A new war is brewing in Afghanistan

Luke Harding in Kabul Wednesday February 27, 2002 The Guardian
(edited by AAN)

The scene was faintly reminiscent of Julius Caesar. Lying in a freshly dug
grave was Afghanistan’s murdered aviation minister, Abdul Rahman. As rain
drizzled down on Kabul’s muddy cemetery, Afghanistan’s interior minister,
Younis Qanooni, stepped forward. Dr Rahman, gruesomely murdered on his own
plane, was a fine man who survived imprisonment by the Russians, Mr Qanooni
said. He came back from exile only to meet an untimely death, he added.
There was only one thing troubling about Mr Qanooni’s funeral tribute – the
fact that his own intelligence chief appears to have played a key role in
bumping off Dr Rahman, the man lying in the ground. Two weeks ago
Afghanistan’s interim leader, Hamid Karzai, accused three members of his own
government of murdering Dr Rahman when he was besieged by angry pilgrims
whose plane to Mecca had failed to turn up. What, then, does this tale of
post-Taliban assassination mean for Afghanistan? The answer is depressing:
that Afghanistan is now in real danger of sliding back into civil war.
Rockets are not yet raining down on Kabul. And we have not returned to
1992-1996 when rival mojahedin factions shelled each other, during the bleak
pre-Taliban era.
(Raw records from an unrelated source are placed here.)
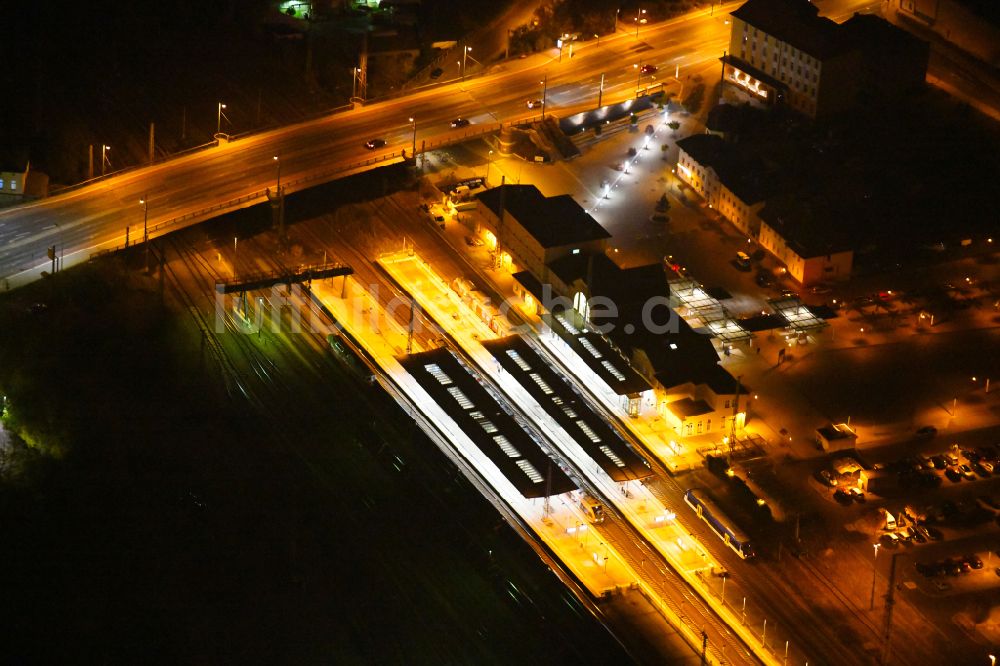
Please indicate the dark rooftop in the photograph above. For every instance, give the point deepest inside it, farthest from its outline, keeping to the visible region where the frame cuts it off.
(738, 166)
(553, 221)
(795, 22)
(606, 361)
(493, 430)
(622, 285)
(871, 31)
(816, 226)
(687, 407)
(568, 408)
(679, 357)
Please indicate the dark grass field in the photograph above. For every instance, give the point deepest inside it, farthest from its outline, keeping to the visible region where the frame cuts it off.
(178, 526)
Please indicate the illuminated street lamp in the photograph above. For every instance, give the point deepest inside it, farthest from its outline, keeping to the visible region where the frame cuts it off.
(639, 20)
(144, 202)
(218, 118)
(545, 90)
(874, 576)
(105, 149)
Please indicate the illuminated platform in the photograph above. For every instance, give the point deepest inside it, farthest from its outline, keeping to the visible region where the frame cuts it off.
(567, 407)
(485, 421)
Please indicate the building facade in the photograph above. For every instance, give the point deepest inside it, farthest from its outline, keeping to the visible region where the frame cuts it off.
(781, 52)
(807, 240)
(535, 230)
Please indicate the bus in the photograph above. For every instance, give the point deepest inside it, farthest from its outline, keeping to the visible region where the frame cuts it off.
(593, 508)
(719, 522)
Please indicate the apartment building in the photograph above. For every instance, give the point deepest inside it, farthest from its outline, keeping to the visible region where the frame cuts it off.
(782, 53)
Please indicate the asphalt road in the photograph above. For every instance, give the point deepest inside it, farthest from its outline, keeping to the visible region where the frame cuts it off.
(104, 214)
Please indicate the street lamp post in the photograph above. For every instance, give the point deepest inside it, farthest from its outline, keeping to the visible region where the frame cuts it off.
(145, 229)
(218, 118)
(638, 18)
(874, 576)
(413, 124)
(545, 90)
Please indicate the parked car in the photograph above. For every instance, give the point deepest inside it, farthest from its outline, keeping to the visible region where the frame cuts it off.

But the seeds of future conflict are being sown by a
political settlement that gives too large a role to the Taliban’s old
adversaries – the Tajiks – and too small a one to the ousted militia’s own
ethnic group, the Pashtuns.

The three officials who apparently killed Dr Rahman are all members of
Jamiat-i-Islami, the Tajik party (and faction of the Northern Alliance) that
effectively runs the country’s new administration. There are whispers that
Dr Rahman’s unIslamic lifestyle – he liked parties and women – may have
brought about his undoing. But the most credible explanation for his murder
is political revenge. Many of Rahman’s former Jamiat colleagues grew to view
him as a traitor when he defected from the party in the 1990s and joined the
royalist camp of Afghanistan’s exiled king, Mohammad Zahir Shah.

The fact that his enemies felt bold enough to plunge a knife, Cassius-like,
into him soon after getting jobs in government is ominous. Jamiat troops
took over Kabul last November after the Taliban’s speedy departure. In the
Bonn agreement that followed, the party was generously rewarded. It got the
defence, interior, justice and foreign affairs ministries. It also controls
the security and intelligence services.


Since reoccupying Kabul, Jamiat has appointed its own supporters to crucial
civil service posts. Many of the government’s new advisers are decent,
educated and pleasant, a refreshing change from the obscurantists who used
to haunt the Taliban’s ministries. The problem is that the new appointees
are almost exclusively Tajik. Sooner or later this imbalance is likely to
cause resentment in the Pashtun-dominated south.